A description/proof of that when image of point is on image of subset, point is on subset if map is injective with respect to image of subset
Topics
About: set
The table of contents of this article
Starting Context
- The reader knows a definition of set.
- The reader knows a definition of map.
Target Context
- The reader will have a description and a proof of the proposition that for any map between any sets, when the image of any point is on the image of any subset, the point is on the subset if the map is injective with respect to the image of the subset.
Orientation
There is a list of definitions discussed so far in this site.

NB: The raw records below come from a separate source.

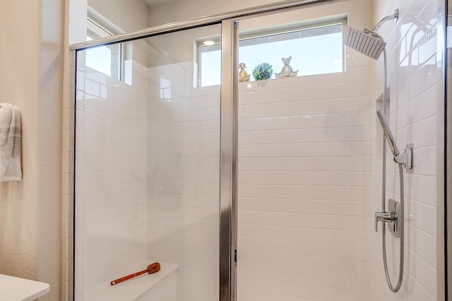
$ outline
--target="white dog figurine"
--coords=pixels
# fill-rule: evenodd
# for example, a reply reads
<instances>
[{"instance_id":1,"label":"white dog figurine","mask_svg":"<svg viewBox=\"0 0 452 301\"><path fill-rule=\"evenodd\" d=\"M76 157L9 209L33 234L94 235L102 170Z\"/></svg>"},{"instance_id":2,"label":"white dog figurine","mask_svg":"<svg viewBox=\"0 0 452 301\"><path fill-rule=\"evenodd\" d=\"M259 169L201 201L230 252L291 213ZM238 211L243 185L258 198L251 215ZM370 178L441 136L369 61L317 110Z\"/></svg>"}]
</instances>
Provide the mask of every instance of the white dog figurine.
<instances>
[{"instance_id":1,"label":"white dog figurine","mask_svg":"<svg viewBox=\"0 0 452 301\"><path fill-rule=\"evenodd\" d=\"M275 75L277 78L287 78L289 76L297 76L298 73L298 70L297 71L294 71L290 67L290 60L292 59L292 56L288 58L281 58L282 60L282 63L284 63L284 66L282 66L282 69L281 69L281 72L275 73Z\"/></svg>"},{"instance_id":2,"label":"white dog figurine","mask_svg":"<svg viewBox=\"0 0 452 301\"><path fill-rule=\"evenodd\" d=\"M245 70L246 66L244 63L240 63L239 64L239 82L249 82L249 75Z\"/></svg>"}]
</instances>

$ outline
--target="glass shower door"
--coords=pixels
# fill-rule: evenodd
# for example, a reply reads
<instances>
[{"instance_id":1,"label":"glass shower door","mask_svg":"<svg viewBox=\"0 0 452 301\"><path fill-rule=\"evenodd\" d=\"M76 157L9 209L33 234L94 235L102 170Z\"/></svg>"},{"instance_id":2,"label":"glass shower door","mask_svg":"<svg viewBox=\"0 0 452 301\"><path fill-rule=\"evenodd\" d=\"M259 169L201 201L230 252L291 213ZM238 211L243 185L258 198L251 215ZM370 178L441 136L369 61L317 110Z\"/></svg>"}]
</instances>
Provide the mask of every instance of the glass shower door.
<instances>
[{"instance_id":1,"label":"glass shower door","mask_svg":"<svg viewBox=\"0 0 452 301\"><path fill-rule=\"evenodd\" d=\"M220 34L78 51L76 300L218 300L220 85L201 86L198 51Z\"/></svg>"}]
</instances>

There is a list of propositions discussed so far in this site.
Main Body
1: Description
For any sets, \(S_1, S_2\), any map, \(f: S_1 \rightarrow S_2\), any point, \(p \in S_1\), and any subset, \(S \subseteq S_1\), when \(f (p) \in f (S)\), \(p \in S\) if \(f\) is injective with respect to \(f (S)\), which means that for any \(q \in f (S)\), \(f^{-1} (q)\) is a 1 element set.
2: Proof
As \(f (p) \in f (S)\), there is a \(p' \in S\) such that \(f (p') = f(p)\). As \(f^{-1} (f (p))\) is a 1 element set, \(p' = p\), so, \(p \in S\).
3: Note
Of course, \(f\) can be wholly injective in order to satisfy the condition.